Print publication: Issue 6 (November 2007)
Received 29 July 2007, in final form 3 September 2007
Published 5 October 2007

(If the name of the second author sounds familiar to some, it's because this is the author of the Quantum Mechanics Visualization Instrument that Rick Robinett has talked about in past years. It's nice to see a new paper come out, years later, and in a different research area!)

My goals for a blog for PER articles

For years, I've posted messages to various mailing lists, including links to newly published articles that might be of interest to those of us who do physics education research (PER). Though this is nice, broadly speaking, it's a bit of a hassle for anyone else to get access to. If you're not on the mailing lists that are out there (PhysLrnr, for example), then you'll have a hard time finding out what is out there. And, though those mailing lists maintain archives, those are often difficult to work with, and so on. There is a place for a blog that can share links to papers and publications that are relevant to PER.

Now, it's obvious that everyone's taste in PER articles is going to be different. My interests lie in

  • resource theory and linked ideas

  • curriculum development on advanced physics topics

  • the physics topics of mechanics, quantum physics, and wave physics

  • the role of mathematics when thinking about physics

It is highly likely that these are not your interests. I will do my best to bring in articles that are of interest to all physics education researchers, from whatever source I find. The journals which I pay attention to are AJP, TPT, Phys Rev ST-PER, obviously, and also a bunch that deal with the learning sciences (JLS, JRST, IJSE, etc.) and other journals that aren't as often followed by US researchers (EJP, Physics Education). For those who know me, don't worry, I won't forget arxiv.org. Also, I will post links that I grab from my RSS feeds (Cognitive Daily or How We Learn, etc.). I will post links to the articles and perhaps I'll give some commentary of my own. I will try to use labels on the articles, so that you can group information based on author, physics content, methodology, or whatever. The number of such tags will be large, but hopefully useful.

What do I hope to have happen with this blog? For one, I hope it's a resource for those who are interested in PER. If nothing else, you might find a paper that you weren't expecting to find. That kind of sharing of information helps. Second, I hope that people might comment on the articles that are posted. If you read a paper and have something to say, say it here! Help out other readers.
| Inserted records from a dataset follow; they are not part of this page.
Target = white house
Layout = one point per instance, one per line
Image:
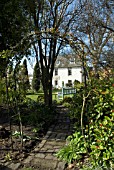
(67, 70)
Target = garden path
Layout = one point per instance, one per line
(43, 156)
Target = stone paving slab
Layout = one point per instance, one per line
(43, 156)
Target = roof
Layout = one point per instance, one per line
(67, 61)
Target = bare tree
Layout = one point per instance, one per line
(53, 21)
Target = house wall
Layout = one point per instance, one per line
(64, 77)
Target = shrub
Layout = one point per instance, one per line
(98, 129)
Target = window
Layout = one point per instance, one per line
(72, 60)
(56, 82)
(56, 71)
(69, 71)
(58, 62)
(70, 83)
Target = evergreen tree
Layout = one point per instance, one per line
(36, 78)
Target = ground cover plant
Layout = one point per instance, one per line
(92, 110)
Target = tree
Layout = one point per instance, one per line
(53, 21)
(36, 78)
(24, 74)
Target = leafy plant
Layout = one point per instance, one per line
(97, 120)
(75, 149)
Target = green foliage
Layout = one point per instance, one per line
(98, 120)
(37, 113)
(36, 78)
(75, 149)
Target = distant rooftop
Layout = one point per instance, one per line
(67, 61)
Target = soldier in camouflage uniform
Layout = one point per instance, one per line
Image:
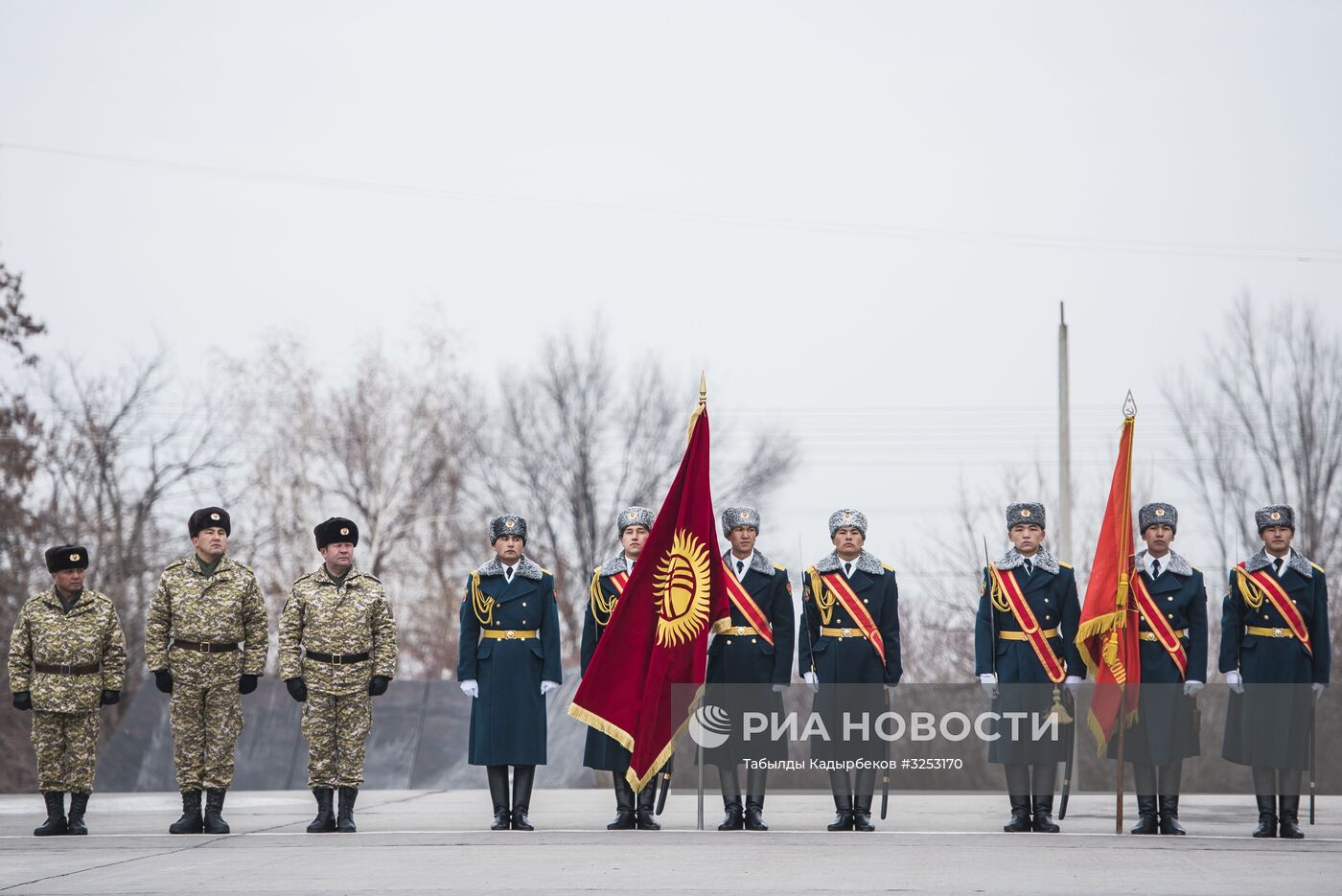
(337, 651)
(67, 656)
(205, 643)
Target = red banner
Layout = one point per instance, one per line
(1107, 636)
(658, 636)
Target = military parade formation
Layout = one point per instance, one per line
(207, 645)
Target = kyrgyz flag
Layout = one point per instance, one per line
(1107, 633)
(658, 636)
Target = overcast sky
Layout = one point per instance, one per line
(858, 218)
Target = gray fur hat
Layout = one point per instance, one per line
(733, 517)
(1157, 514)
(1275, 516)
(1027, 514)
(634, 516)
(507, 524)
(847, 517)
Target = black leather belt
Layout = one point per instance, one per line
(204, 647)
(64, 668)
(337, 658)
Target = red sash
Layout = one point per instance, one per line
(852, 604)
(1156, 620)
(742, 601)
(1281, 600)
(1006, 580)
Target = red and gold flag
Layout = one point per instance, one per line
(647, 672)
(1107, 633)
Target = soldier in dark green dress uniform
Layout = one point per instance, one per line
(1012, 671)
(509, 661)
(603, 752)
(749, 667)
(1277, 657)
(1173, 672)
(849, 652)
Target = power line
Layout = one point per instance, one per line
(1245, 251)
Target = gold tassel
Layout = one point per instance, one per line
(1059, 710)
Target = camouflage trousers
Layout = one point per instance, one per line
(67, 747)
(205, 724)
(336, 727)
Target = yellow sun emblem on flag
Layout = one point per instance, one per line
(681, 589)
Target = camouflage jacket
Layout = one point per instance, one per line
(353, 617)
(224, 608)
(90, 632)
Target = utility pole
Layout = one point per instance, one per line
(1064, 443)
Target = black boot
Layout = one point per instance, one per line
(522, 779)
(78, 802)
(647, 818)
(733, 816)
(1147, 821)
(56, 824)
(1267, 816)
(624, 817)
(498, 795)
(1043, 822)
(191, 822)
(1290, 826)
(345, 819)
(1020, 822)
(325, 819)
(842, 791)
(755, 779)
(215, 822)
(1169, 816)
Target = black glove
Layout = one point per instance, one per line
(163, 680)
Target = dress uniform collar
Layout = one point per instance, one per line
(1171, 563)
(758, 563)
(866, 563)
(525, 569)
(1042, 560)
(1263, 561)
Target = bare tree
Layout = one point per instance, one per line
(573, 445)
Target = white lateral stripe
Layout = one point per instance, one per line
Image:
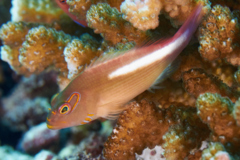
(150, 58)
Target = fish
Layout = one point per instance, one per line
(65, 7)
(103, 88)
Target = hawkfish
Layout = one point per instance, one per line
(103, 89)
(65, 7)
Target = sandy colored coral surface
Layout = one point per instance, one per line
(194, 113)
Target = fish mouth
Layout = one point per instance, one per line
(52, 126)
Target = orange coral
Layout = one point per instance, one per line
(215, 151)
(35, 11)
(109, 23)
(219, 35)
(217, 112)
(178, 10)
(80, 52)
(13, 34)
(142, 14)
(197, 82)
(143, 125)
(169, 93)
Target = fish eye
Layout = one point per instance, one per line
(64, 109)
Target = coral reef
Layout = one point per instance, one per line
(139, 126)
(28, 104)
(39, 137)
(195, 113)
(219, 35)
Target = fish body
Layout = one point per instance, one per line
(65, 7)
(103, 89)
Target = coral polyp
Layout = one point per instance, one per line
(193, 114)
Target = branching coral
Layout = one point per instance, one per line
(169, 93)
(167, 117)
(35, 11)
(217, 112)
(219, 35)
(215, 151)
(179, 10)
(109, 23)
(142, 14)
(143, 125)
(80, 52)
(197, 82)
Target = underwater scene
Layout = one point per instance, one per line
(119, 80)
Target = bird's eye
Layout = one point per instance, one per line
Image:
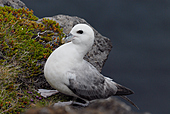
(80, 32)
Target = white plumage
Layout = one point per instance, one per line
(67, 71)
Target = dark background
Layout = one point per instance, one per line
(140, 34)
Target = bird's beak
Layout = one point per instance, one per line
(68, 38)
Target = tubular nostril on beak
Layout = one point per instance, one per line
(68, 37)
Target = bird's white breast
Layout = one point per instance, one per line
(58, 64)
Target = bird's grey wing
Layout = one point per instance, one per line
(89, 84)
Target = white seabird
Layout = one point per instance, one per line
(67, 71)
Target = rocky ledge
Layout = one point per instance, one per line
(97, 56)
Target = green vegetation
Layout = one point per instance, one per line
(23, 44)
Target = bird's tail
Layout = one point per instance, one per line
(131, 102)
(121, 91)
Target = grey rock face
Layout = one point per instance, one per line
(102, 45)
(13, 3)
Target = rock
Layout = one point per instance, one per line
(13, 3)
(102, 45)
(108, 106)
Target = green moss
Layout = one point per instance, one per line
(23, 43)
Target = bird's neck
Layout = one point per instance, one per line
(72, 51)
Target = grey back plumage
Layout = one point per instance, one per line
(89, 84)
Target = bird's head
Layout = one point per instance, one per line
(81, 34)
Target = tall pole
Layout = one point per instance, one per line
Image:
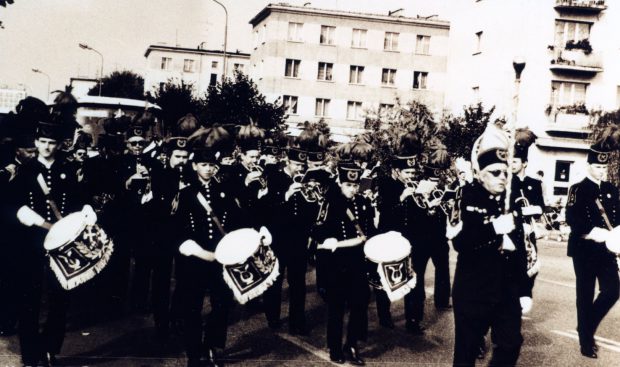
(87, 47)
(38, 71)
(225, 38)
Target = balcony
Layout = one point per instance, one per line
(583, 6)
(576, 62)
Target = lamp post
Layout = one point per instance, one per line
(84, 46)
(225, 38)
(48, 81)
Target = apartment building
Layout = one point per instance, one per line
(198, 66)
(338, 65)
(572, 73)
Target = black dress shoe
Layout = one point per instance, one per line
(336, 357)
(588, 351)
(415, 328)
(352, 355)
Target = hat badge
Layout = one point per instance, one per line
(352, 175)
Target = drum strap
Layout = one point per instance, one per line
(46, 192)
(205, 204)
(355, 222)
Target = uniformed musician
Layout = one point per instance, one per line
(491, 288)
(347, 224)
(593, 208)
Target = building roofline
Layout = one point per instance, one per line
(286, 8)
(192, 50)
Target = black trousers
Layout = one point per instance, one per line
(589, 268)
(295, 267)
(347, 288)
(34, 344)
(196, 277)
(473, 319)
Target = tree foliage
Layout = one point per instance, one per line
(120, 84)
(237, 101)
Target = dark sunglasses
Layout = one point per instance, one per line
(498, 172)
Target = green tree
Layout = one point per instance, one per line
(176, 100)
(237, 101)
(120, 84)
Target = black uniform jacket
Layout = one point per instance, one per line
(484, 273)
(582, 214)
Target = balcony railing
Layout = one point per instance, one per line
(576, 61)
(590, 6)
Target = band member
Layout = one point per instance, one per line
(591, 212)
(527, 193)
(348, 222)
(293, 216)
(430, 240)
(205, 212)
(49, 187)
(399, 208)
(491, 287)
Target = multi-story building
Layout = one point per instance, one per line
(571, 52)
(200, 67)
(337, 65)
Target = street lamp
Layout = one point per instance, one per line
(48, 81)
(225, 37)
(84, 46)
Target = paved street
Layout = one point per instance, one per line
(549, 331)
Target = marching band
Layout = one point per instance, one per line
(231, 212)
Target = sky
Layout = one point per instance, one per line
(44, 34)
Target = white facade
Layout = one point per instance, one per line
(337, 65)
(197, 66)
(556, 84)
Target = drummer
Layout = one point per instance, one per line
(200, 224)
(349, 221)
(50, 174)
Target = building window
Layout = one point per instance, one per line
(188, 66)
(478, 45)
(322, 107)
(292, 68)
(390, 42)
(290, 104)
(166, 63)
(420, 79)
(568, 93)
(354, 111)
(570, 31)
(325, 71)
(327, 35)
(423, 45)
(358, 38)
(294, 31)
(562, 171)
(356, 74)
(387, 76)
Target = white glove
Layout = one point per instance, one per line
(265, 236)
(330, 244)
(503, 224)
(189, 248)
(531, 210)
(29, 217)
(526, 305)
(598, 234)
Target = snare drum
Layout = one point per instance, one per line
(389, 264)
(78, 248)
(249, 266)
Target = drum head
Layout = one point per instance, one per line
(64, 231)
(390, 246)
(237, 246)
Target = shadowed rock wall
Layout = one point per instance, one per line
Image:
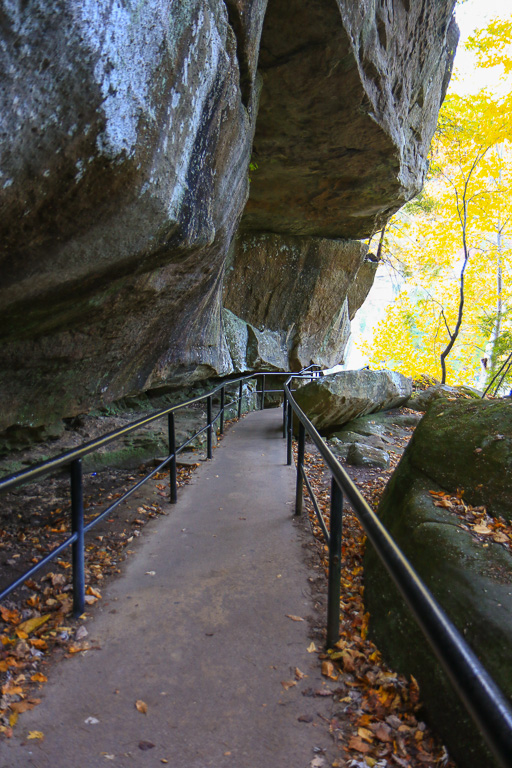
(293, 290)
(125, 139)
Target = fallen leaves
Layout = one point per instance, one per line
(32, 624)
(329, 670)
(34, 621)
(475, 520)
(376, 722)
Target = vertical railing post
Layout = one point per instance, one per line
(173, 485)
(240, 395)
(77, 527)
(289, 435)
(333, 589)
(210, 429)
(300, 465)
(222, 398)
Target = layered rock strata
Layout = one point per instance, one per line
(289, 300)
(126, 136)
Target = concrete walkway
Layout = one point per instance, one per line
(197, 628)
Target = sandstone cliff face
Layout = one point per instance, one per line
(126, 135)
(347, 111)
(294, 290)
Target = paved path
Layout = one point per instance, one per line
(205, 642)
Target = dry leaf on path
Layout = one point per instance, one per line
(32, 624)
(39, 678)
(483, 529)
(329, 670)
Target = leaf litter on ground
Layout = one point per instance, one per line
(376, 721)
(36, 627)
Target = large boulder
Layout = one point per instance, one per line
(297, 296)
(468, 445)
(334, 400)
(421, 398)
(456, 445)
(347, 112)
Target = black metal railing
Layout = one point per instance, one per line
(72, 460)
(483, 699)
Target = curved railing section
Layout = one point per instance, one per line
(72, 461)
(485, 702)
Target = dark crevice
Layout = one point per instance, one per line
(241, 52)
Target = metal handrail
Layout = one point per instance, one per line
(487, 705)
(73, 460)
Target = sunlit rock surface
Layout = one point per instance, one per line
(126, 133)
(347, 112)
(334, 400)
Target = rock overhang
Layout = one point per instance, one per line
(126, 142)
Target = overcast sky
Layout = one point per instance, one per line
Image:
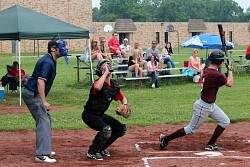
(243, 3)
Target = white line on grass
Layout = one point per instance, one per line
(146, 164)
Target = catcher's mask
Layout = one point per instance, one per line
(61, 45)
(217, 57)
(99, 70)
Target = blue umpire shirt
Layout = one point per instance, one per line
(45, 69)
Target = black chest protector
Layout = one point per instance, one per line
(98, 104)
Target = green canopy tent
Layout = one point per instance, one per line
(19, 23)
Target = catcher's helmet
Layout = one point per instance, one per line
(217, 57)
(99, 70)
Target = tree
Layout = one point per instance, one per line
(171, 10)
(120, 9)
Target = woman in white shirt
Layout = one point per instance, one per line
(152, 67)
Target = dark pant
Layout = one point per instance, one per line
(98, 123)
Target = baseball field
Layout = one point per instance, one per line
(155, 111)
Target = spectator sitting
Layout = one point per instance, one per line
(114, 47)
(134, 66)
(154, 50)
(152, 67)
(167, 55)
(102, 48)
(125, 48)
(95, 52)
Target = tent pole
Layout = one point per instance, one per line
(34, 47)
(20, 81)
(16, 49)
(38, 48)
(90, 59)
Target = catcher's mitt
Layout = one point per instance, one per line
(123, 110)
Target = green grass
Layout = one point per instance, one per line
(172, 103)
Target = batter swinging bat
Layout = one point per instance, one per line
(223, 41)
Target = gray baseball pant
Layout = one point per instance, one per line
(202, 110)
(43, 121)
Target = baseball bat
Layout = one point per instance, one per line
(223, 41)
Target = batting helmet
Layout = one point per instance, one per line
(217, 57)
(99, 70)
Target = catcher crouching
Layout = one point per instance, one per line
(102, 92)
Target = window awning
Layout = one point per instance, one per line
(124, 26)
(196, 25)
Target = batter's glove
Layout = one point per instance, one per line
(123, 110)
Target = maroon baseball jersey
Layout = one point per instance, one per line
(212, 80)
Tell them what the strengths or the weaknesses are. Yes, you can do this anonymously - or you can give your name, and we know who you are. Of course, you could start your own blog, and we could all end up debating these ideas in public. And, if you really really want to participate... then let's talk, and I can add you to the roll of people who can post on this blog. I don't want this to be just me, basically.

One important way to help: if you find an article that I have missed, then drop me a line! I won't spend much time going into the past to post famous or seminal articles. I'll post new things, from now on.